Saat ini Ayra sedang duduk di depan cermin, memasang jilbab yang Rayyan berikan pagi tadi hingga benda itu terpasang sempurna menutupi rambut indahnya.
Tujuan gadis itu sekarang adalah asrama putri untuk kembali tinggal di sana. Awalnya, Rayyan menolak dengan keras permintaan Ayra. Namun, mendengar semua alasan gadis itu membuatnya tak bisa menolak hingga pada akhirnya ia mengizinkan sang istri kembali ke asrama dengan berat hati.
Keluar kamar, Ayra berniat menemui Umma Maryam yang kini statusnya bukan hanya Umma di pesantren. Akan tetapi juga mertuanya sendiri, ibu kedua setelah bundanya. Sedang Rayyan, pagi tadi sudah keluar kamar lebih dulu untuk mengajar di kelas santri putra.
"Assalamualaikum," salam Ayra menghampiri Umma yang berada di dapur. Rupanya, Umma tengah membuatkan teh untuk abah di sana. "Pagi, Umma."
"Wa'alaikumussalam." Umma tersenyum menyambut kedatangan sang menantu. "Pagi juga, Sayang. Gimana keadaan menantu Umma yang cantik ini?"

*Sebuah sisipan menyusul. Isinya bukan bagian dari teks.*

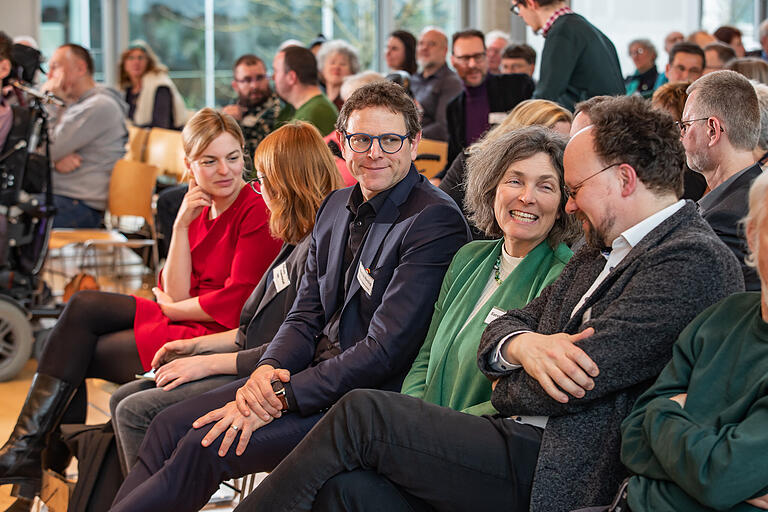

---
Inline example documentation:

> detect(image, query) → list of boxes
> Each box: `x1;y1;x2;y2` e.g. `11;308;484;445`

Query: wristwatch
272;380;288;412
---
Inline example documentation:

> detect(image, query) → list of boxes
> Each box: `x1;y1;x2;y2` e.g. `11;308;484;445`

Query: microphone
10;80;66;107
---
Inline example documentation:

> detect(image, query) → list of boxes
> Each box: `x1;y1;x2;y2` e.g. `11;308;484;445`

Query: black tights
38;291;143;423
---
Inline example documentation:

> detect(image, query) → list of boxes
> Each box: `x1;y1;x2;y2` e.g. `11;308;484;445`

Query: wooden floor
0;244;263;511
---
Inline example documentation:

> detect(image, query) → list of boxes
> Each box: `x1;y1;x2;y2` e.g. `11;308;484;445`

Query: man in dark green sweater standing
511;0;625;110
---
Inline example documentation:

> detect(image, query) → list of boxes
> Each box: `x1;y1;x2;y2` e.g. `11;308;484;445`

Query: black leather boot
0;373;77;497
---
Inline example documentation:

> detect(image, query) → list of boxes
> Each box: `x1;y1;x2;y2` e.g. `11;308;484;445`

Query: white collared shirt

Kedua pipi Ayra kembali merona mendengar kalimat pujian tersebut.
"Alhamdulillah jauh lebih baik, Umma, berkat bubur buatan Umma pagi tadi Ayra jadi langsung sembuh."
"Oh, ya? Alhamdulillah kalau gitu, nanti Umma buatin lagi, mau?" tawar Umma disela membuat teh tersebut.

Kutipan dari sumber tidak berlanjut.